To me it seems clear that asin(R/x) is best (i.e. the center of the ball just glances the hole). But more importantly, it would be great to tell the reader something like, “you might argue for different forms for this equation, based on whatever geometry seems relevant. You can try different equations, and see how the variation in model outcomes compares to the differences with other models on this page.” (I.e. the reader will find that it doesn’t matter practically, that the geometric approach is pretty insensitive to these subtle points.)

This is a wonderful example, by the way.

I think the diagram needs a “right angle” symbol. Given the diagram as is, it’s easy to mistake what’s being drawn. I think I see Andrew’s point that the right angle is actually at the point of tangency with the circle of radius R-r… ok fine. But as drawn it looks like the right angle is at the center of the hole.

Clearly, you are not a golfer (I am – a bad one, is there any other kind?). You said “But actually the ball could fall in, if only half of the ball is over the whole.” In actuality, even if the ball is completely over the hole, it may pop out. And, if it is half over the whole, the probability it will not go in is 96.78942%.

Dale:

Yes, it depends on how hard you hit the ball. See the entire case study for more on this point!

I haven’t been paying attention—where does 96.78942% come from and why hasn’t Andrew banned you for excessive precision? 97% would probably be close enough.

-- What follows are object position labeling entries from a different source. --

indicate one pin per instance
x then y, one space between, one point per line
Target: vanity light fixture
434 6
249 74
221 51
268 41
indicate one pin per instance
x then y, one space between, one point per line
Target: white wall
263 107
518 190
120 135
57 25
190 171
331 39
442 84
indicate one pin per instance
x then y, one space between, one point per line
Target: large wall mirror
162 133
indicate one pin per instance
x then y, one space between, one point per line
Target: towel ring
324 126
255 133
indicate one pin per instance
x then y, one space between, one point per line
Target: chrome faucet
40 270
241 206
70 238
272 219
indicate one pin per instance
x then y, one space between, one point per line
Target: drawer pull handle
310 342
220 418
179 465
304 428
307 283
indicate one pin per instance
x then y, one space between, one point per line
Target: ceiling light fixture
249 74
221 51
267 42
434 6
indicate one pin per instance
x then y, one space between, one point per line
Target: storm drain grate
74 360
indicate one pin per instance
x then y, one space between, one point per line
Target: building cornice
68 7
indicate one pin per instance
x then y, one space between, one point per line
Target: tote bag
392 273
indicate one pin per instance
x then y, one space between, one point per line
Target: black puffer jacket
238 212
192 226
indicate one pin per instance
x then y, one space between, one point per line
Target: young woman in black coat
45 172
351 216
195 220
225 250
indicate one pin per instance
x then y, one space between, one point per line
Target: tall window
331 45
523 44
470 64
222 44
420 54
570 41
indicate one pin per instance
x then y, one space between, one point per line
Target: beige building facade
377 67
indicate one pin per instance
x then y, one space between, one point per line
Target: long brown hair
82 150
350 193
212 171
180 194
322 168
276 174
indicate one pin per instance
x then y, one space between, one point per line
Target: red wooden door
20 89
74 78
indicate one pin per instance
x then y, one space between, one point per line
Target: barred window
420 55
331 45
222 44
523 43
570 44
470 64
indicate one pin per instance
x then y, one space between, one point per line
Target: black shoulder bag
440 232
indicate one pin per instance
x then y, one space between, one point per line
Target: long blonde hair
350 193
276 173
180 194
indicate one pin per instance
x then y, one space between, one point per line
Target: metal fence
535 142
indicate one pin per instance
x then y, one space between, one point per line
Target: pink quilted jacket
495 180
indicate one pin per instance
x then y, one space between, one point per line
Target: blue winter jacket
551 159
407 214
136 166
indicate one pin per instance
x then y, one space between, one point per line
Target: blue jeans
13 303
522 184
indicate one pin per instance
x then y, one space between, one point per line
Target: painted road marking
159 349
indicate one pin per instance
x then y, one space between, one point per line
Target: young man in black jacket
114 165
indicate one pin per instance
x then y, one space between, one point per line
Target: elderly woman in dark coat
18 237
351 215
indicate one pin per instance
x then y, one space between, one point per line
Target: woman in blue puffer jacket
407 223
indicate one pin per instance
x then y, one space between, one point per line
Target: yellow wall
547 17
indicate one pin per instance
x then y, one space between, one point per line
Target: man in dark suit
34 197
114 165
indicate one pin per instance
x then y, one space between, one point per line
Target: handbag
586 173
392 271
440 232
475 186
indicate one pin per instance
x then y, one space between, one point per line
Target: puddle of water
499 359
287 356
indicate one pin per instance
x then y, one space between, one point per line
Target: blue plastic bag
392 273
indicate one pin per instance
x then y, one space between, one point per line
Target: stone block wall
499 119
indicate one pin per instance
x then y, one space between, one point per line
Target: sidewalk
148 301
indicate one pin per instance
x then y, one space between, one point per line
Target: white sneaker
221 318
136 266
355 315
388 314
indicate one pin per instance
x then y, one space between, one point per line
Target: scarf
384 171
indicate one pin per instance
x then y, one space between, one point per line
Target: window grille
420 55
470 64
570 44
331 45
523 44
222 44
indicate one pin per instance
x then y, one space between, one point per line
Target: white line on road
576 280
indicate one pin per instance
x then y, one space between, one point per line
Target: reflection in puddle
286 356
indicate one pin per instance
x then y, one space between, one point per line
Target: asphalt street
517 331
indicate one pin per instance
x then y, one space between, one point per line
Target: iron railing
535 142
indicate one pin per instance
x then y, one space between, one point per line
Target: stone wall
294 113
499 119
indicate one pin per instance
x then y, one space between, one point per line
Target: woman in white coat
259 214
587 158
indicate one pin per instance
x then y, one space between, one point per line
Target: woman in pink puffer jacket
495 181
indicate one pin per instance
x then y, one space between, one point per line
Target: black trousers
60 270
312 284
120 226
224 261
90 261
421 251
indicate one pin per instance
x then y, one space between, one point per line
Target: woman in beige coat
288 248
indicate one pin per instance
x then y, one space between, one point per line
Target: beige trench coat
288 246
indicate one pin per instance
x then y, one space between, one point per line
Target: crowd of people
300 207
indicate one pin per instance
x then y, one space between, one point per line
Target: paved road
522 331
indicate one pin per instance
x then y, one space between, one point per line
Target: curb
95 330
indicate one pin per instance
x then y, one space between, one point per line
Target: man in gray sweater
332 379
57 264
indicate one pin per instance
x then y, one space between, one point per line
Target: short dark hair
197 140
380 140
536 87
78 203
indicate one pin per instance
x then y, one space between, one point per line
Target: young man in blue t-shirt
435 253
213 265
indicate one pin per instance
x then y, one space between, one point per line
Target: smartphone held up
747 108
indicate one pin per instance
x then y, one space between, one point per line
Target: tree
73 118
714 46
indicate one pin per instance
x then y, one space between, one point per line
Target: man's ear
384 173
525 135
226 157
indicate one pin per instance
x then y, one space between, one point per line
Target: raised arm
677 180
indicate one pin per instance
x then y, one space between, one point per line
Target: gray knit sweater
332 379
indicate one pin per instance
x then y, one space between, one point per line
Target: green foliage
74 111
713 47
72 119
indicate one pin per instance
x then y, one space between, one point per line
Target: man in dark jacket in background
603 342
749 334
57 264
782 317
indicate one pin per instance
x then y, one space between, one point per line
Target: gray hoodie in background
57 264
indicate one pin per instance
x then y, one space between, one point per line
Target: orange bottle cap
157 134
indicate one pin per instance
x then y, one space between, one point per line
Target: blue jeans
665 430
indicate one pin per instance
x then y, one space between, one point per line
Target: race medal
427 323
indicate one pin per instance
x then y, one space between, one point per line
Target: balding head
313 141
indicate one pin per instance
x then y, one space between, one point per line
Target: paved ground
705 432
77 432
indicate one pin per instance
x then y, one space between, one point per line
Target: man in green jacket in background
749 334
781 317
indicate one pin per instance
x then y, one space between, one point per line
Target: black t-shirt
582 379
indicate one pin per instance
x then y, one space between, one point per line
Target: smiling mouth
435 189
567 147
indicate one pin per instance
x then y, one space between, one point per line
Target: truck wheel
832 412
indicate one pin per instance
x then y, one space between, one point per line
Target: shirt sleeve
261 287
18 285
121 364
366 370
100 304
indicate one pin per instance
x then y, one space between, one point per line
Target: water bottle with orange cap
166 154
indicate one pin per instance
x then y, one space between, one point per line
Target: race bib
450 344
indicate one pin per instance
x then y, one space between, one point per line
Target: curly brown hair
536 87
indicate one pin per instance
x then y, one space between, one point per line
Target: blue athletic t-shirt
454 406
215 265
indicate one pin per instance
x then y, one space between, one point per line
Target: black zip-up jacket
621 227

It seems that some models don’t consider how much the green deflects from the weight of the ball. If the green is squishy enough, a ball that is less than half over the whole can fall in. See the discussion of shear line hazard at https://ag-safety.extension.org/tag/tractor-rollover/ and substitute golf ball for tractor.

Bob76

Bob, pretty sure Dale is being tongue in cheek, and using such high precision ironically specifically to provoke your type of response. Congratulations, you win a set of broken golf clubs and a years subscription to Quantitative Golfer magazine

I will skip over the myriad whole/hole puns I’ve got, and instead just point out that there are some incorrect word choices in the blog post. It’s a very small problem in the whole of the work on a hole, though. (Sorry, couldn’t resist at least one of them.)